Church of Marvels by Leslie Parry

Church of Marvels, published in 2015, is Leslie Parry’s first and, so far, her only novel but I enjoyed it so much I hope she will be writing more. It’s a dark, complex and unusual story set in New York City in 1895 and, despite comparisons with The Night Circus, I think it’s a very different sort of book.

There are three main characters to get to know. First there’s Sylvan Threadgill, a ‘night-soil collector’ who makes his living from cleaning privies, as well as fighting in the occasional amateur boxing match. One night, Sylvan finds a newborn baby girl who has been abandoned and left to lie in the dirt of the street. He rescues the baby and, as an orphan himself, resolves to find out what has happened to her parents.

Next, there’s Odile Church, who performs in a Coney Island sideshow as the girl on the wheel of death – spinning in circles as a blindfolded man throws knives in her direction. Odile is trying to come to terms with the tragic death of her mother in a fire and the disappearance of her twin sister Belle, a sword-swallower and contortionist, who has run away to Manhattan with no explanation. Worried about her sister’s state of mind, Odile decides it’s time to go and look for her.

Finally, we meet Alphie, an undertaker’s wife, who has found herself imprisoned in Blackwell’s Island Lunatic Asylum. She can’t remember how she came to be there, but she’s sure it’s part of a plot dreamed up by her mother-in-law who has never liked her and wants her out of her son’s life.

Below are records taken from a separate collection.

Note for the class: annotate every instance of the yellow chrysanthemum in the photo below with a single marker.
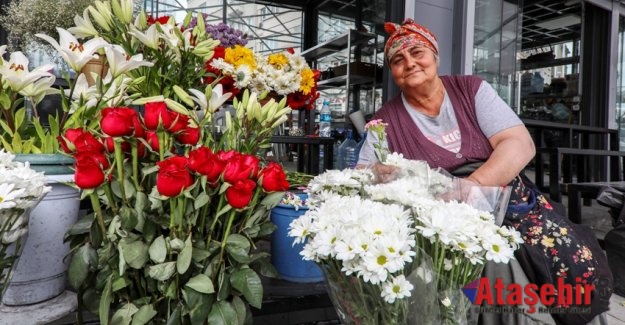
(278, 60)
(240, 55)
(308, 81)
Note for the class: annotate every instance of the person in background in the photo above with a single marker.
(460, 124)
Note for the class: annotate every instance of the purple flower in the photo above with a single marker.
(229, 37)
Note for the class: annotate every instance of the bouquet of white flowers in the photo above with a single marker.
(377, 242)
(21, 188)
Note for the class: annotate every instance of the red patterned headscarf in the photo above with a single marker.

At first these felt like three completely separate storylines and I couldn’t see how they could be connected in any way. Of course they do eventually come together and then I could appreciate how cleverly structured the whole novel is, with things being revealed only when we really need to know them and the biggest plot twists kept until near the end of the book. For this reason, I can’t discuss some of the most intriguing aspects of the novel, but I will say that there is a lot going on and that there is much more to each of the characters above than meets the eye!

The circus element, which is probably one of the things that draws a lot of readers to this novel, is actually a fairly small part of the story and only a few scenes are set at Coney Island. Most of the action takes place in New York and, more specifically, in the dark side of New York, a world of asylums, opium dens and underground tunnels. The people who populate these dark and unpleasant places are those who are considered to be social outcasts; misfits; men, women and children who are ‘different’ in some way. Odile, Belle, Sylvan and Alphie all fit into this category and I had a lot of sympathy for each of them – life has not been easy for them and all they want is to have a chance of happiness.

Although it is certainly not the most cheerful or uplifting of novels, I found Church of Marvels a fascinating read and, as I’ve said, I would love to read more by Leslie Parry.

12 thoughts on “Church of Marvels by Leslie Parry

  1. piningforthewest says:

    I’m glad that you mentioned that the circus doesn’t play a huge part in this book as I’ve never liked them, not even as a child. I might give this one a go. Thanks.

    • Helen says:

      I think it would be worth trying, as it’s only really the first few chapters that are set at the circus; most of the book focuses on the characters and their lives in New York.

  2. Lark says:

    I’d forgotten about this book. I always meant to read it, but it somehow got lost among my many To Read lists. Glad you reminded me about it. 🙂

    • Helen says:

      I meant to read it when it was first published, then I forgot about it too. There were just so many other books needing to be read!

    • Helen says:

      Yes, it is much darker than I thought it would be. I think if you picked this book up expecting a book about a circus you might be disappointed, as the circus is really just a starting point for exploring the lives of the characters.

  3. Judy Krueger says:

    I have always meant to read this and thank you for reminding me. It sounds quite like my kind of book.